Para que esa identificación funcione a la perfección y no haya forma de frenarla, el barco lleva un más que honesto material humanitario para los pobres africanos, todos sus tripulantes son bellísimas personas superadas por las circunstancias y su capitán, cuya peripecia se sigue más tarde con precisión, es nada menos que Tom Hanks. Ni qué decir tiene que el comportamiento del capitán es no sólo absolutamente heroico, sino también de lo más humano: se muestra preocupado por las vidas de su tripulación, pero también por las de esos desgraciados somalíes. Hacia el final, los guionistas llevan al capitán Philips, ya todo intentado, a llorar amargamente, gritando lo mucho que quiere a su mujer y a sus hijos, a tantas millas marinas de su desesperación. Ese es el esforzado momento que los hacedores de la película han preparado para provocar una catarsis y que todos los espectadores suelten una lagrimilla, compungidos.
Los mecanismos pseudocinematográficos son tan rupestres como ese. Y para perfeccionar el mecanismo, no hay nada tan oportuno, en general, como la música. De ahí la saturación musical en este tipo de películas y series televisivas, reforzando el mensaje. Lo que pasa es que, de tanta redundancia, los fabricantes actuales de estas piezas acaban ahuyentando a cierto público, entre el que me encuentro.
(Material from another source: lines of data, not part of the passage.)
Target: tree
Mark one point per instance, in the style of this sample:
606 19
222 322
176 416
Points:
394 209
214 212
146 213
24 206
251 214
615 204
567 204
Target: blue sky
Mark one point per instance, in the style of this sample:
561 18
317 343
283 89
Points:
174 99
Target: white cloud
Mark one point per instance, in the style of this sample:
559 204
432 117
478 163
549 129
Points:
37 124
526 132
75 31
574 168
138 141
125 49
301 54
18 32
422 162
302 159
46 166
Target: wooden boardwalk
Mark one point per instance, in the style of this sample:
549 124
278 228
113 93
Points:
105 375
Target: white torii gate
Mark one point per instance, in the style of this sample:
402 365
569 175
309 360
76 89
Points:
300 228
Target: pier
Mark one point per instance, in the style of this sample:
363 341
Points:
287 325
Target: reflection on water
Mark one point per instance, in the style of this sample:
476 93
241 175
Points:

Eso no quiere decir que sea inmune a la música y no reaccione con la emoción que buscan cuando la insertan (en las dosis y con la pericia adecuada) en la banda sonora de una película. Así surge -por fin, pues he retrocedido quizás demasiado con la intención de coger carrerilla- el principal motivo de este “Casi lloré”, que no es otro que mencionar cómo siempre estoy a punto de llorar a moco tendido con la visión de una escena de una de las películas más populares de François Truffaut, La noche americana (1973). Concretamente aquella en que, después de varios intentos fallidos, se ve cómo la compleja escena del rodaje en el decorado de la plaza requiere de la acción de multitud de extras perfectamente sincronizados. Me embriaga ver cómo, a pesar de su dificultad, todo al final sale bien. En ese preciso momento la épica música de Georges Delerue se alza casi tanto como la enorme grúa que nos permite ver que todo es un decorado. La sensación de oxigenación profunda, liberadora, pero al tiempo de lo más emocionante, nos invade como espectadores.
Lo recuerdo siempre al poner el disco. Claro que si escucho después el de 14 juillet (René Clair, 1933, con música de Maurice Jaubert), que tengo justo al lado, y suena eso de “À Paris, dans chaque faubourg”, me entra de nuevo la llorera. Como me pasa si oigo Time after time y, especialmente, la versión que de ella hizo hacia el final de su trayectoria Miles Davis. Será la música, que te lleva por caminos muy íntimos.